Mapping the future of the polio network

Polio may be on the brink of eradication, but less clear is the future of the vast global infrastructure set up to fight it

When Ebola was imported into Nigeria in 2014, polio surveillance officers were among the first to detect its spread. In the subsequent rush to corral the highly contagious and deadly virus, the same workers led the frontline response, helping to stop Ebola gaining a foothold in Africa’s most populous metropolis. 

In many African and Asian countries, tens of thousands of polio workers lead vaccination drives to quash other diseases, including measles and cholera, to detect outbreaks and promote safe hygiene, breastfeeding and other practices. For regions with unstable politics and weak healthcare systems, these workers have become lynchpins in efforts to bolster health services, and tackle preventable illnesses and deaths. But polio officials fear that funding for the network may dry up after the virus’ eradication, resulting in the loss of a public health resource that is now crucial to many developing countries.

 “The big question is, what happens once we eradicate polio,” says Oliver Rosenbauer, a spokesperson for the Global Polio Eradication Initiative (GPEI), the body charged with dealing with the disease. “The tragedy of smallpox eradication was that the huge infrastructure that had been built to eliminate the disease was allowed to collapse. This cannot be allowed to happen again with polio.”

"The countries we work in have the weakest healthcare systems, and this infrastructure plays a vital role in filling the gaps"The campaign to eliminate polio combines medical officers with a web of social mobilisation staff, and other volunteers, who operate in more than 70 countries; including the three where polio remains endemic: Nigeria, Pakistan and Afghanistan.

In bringing polio to the brink of eradication, the GPEI has become expert in delivering healthcare in remote, resource-starved regions that are often riven by conflict and political unrest, at an estimated cost of $1bn a year.

As a result, polio workers have also led the march in helping to roll out new and underutilised vaccines, distribute Vitamin A supplements, and respond to humanitarian crises. Ninety per cent of staff on the ground now spend half their time working on non polio-related activities, according to Rosenbauer.

 “This is a network that carries out surveillance not only for polio, but for measles, for yellow fever, meningitis, neonatal tetanus and more,” says Lea Hegg, senior programme officer, polio team, with the Bill & Melinda Gates Foundation, one of the five partners of the GPEI. “The countries we work in now are those with the weakest healthcare systems, and this infrastructure plays a vital role in filling the gaps.”

Health experts believe there is a good chance polio will be eradicated by 2019. With a deadline in sight, there is increasing pressure for officials to channel alternative sources of funding to keep the polio network alive.

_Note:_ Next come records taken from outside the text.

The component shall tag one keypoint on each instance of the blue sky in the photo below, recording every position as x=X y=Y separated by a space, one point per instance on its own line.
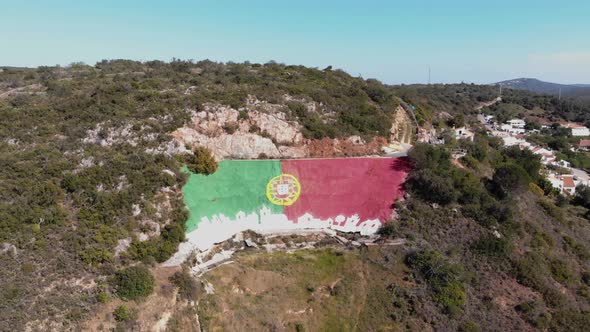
x=394 y=41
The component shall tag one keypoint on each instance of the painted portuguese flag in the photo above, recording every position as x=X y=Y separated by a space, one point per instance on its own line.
x=350 y=195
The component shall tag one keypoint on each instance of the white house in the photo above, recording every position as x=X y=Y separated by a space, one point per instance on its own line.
x=512 y=141
x=511 y=129
x=516 y=123
x=576 y=129
x=464 y=133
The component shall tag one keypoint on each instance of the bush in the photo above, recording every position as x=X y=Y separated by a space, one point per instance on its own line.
x=490 y=245
x=121 y=313
x=510 y=177
x=388 y=229
x=103 y=297
x=201 y=161
x=469 y=326
x=134 y=282
x=560 y=271
x=535 y=189
x=432 y=187
x=442 y=277
x=188 y=287
x=552 y=210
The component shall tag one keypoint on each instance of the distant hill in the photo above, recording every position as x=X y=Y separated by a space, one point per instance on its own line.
x=538 y=86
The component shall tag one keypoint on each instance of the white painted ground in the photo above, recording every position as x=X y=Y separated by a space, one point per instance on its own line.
x=220 y=228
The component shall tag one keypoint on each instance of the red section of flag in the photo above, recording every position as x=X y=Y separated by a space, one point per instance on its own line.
x=331 y=187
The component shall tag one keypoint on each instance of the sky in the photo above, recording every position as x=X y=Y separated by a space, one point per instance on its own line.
x=394 y=41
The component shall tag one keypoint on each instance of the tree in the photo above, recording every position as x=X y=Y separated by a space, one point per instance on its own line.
x=432 y=187
x=427 y=156
x=134 y=282
x=582 y=196
x=201 y=161
x=510 y=177
x=457 y=121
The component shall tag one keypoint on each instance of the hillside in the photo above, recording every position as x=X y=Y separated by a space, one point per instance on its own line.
x=534 y=85
x=97 y=162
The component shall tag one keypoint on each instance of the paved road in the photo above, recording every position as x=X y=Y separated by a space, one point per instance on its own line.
x=580 y=174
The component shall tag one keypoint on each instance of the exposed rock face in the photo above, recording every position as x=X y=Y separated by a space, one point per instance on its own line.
x=402 y=127
x=353 y=146
x=262 y=130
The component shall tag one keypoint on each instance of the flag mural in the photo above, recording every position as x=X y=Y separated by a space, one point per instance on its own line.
x=349 y=195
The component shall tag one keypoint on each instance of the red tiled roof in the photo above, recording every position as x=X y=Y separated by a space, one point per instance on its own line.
x=572 y=125
x=568 y=182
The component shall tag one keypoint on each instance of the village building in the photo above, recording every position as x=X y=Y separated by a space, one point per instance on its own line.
x=516 y=123
x=583 y=145
x=514 y=126
x=576 y=129
x=569 y=185
x=464 y=133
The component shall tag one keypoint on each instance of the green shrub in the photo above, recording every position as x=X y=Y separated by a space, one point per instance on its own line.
x=121 y=313
x=469 y=326
x=103 y=297
x=490 y=245
x=511 y=177
x=443 y=278
x=188 y=288
x=134 y=282
x=451 y=296
x=201 y=161
x=535 y=189
x=560 y=271
x=388 y=229
x=552 y=209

“I think there is a lack of awareness among some donors of the value of this,” says Hegg. “After the Ebola crisis, many groups are looking to improve pandemic and disaster preparedness networks, or just raise coverage of public health services. The [polio] infrastructure is so expansive, and the staff so prepared; it would just require a slight pivot for it to be used for this purpose.” "To what degree do we want to invest in saving lives in these countries? Are we willing to go the extra mile?"

Of the World Health Organisation’s 1,000 immunisation officers in Africa, the polio programme currently funds more than 950 of them, says Rosenbauer.

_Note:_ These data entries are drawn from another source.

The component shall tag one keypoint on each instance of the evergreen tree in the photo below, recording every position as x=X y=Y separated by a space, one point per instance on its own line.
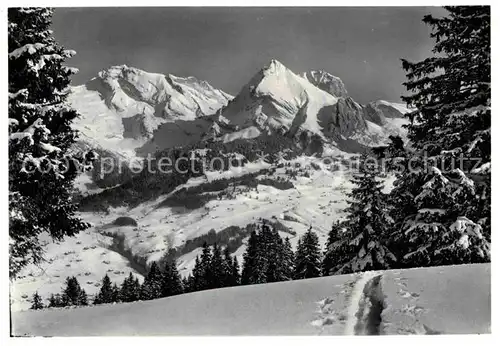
x=37 y=302
x=267 y=258
x=42 y=167
x=136 y=290
x=442 y=236
x=271 y=249
x=82 y=298
x=115 y=293
x=130 y=289
x=152 y=286
x=367 y=225
x=55 y=301
x=172 y=283
x=445 y=217
x=228 y=271
x=196 y=278
x=236 y=277
x=287 y=261
x=105 y=294
x=308 y=257
x=205 y=277
x=217 y=275
x=187 y=283
x=254 y=264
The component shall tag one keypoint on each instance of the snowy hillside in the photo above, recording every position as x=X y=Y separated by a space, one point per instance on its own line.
x=436 y=300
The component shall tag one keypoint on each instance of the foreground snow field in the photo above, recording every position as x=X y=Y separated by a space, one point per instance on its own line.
x=438 y=300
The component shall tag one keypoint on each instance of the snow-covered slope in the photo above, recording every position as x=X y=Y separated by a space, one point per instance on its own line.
x=128 y=112
x=438 y=300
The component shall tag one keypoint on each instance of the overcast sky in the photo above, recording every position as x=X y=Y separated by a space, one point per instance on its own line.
x=227 y=46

“That is the reality. Unless we find other funding sources, is the WHO’s immunisation support to Africa going to be allowed to collapse? These are the discussions we are having now at a global and national level," he says.

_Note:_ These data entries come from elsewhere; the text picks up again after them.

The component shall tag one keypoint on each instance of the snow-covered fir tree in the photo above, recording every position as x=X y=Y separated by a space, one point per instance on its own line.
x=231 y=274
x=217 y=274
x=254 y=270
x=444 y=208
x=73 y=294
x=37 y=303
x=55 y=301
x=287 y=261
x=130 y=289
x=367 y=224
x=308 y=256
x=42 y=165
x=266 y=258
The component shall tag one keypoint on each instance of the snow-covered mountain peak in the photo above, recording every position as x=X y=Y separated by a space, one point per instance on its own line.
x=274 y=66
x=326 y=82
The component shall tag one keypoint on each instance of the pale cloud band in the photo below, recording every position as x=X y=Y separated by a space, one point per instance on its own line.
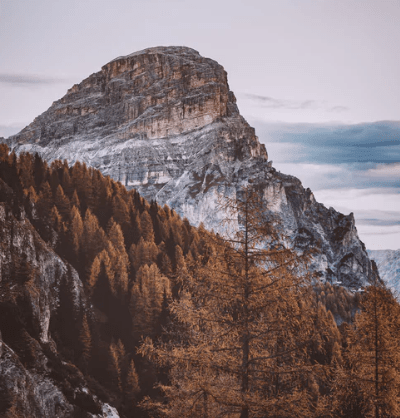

In the 16 countries where GPEI has the most investment – including Nigeria, Somalia and Sudan - efforts are underway to gauge which of the core services offered through the polio network could be absorbed into existing public health systems. Ideally governments will eventually take full ownership of these services, says Hegg, but interim funding will be needed to keep the polio network active until that can happen.

“It’s a strategic decision, but putting an investment into this existing infrastructure will get the results we need, until governments are able to step into the gap,” she says. “Really, it comes down to a fundamental public health question: to what degree do we want to invest in saving lives in these countries? Are we willing to go the extra mile?”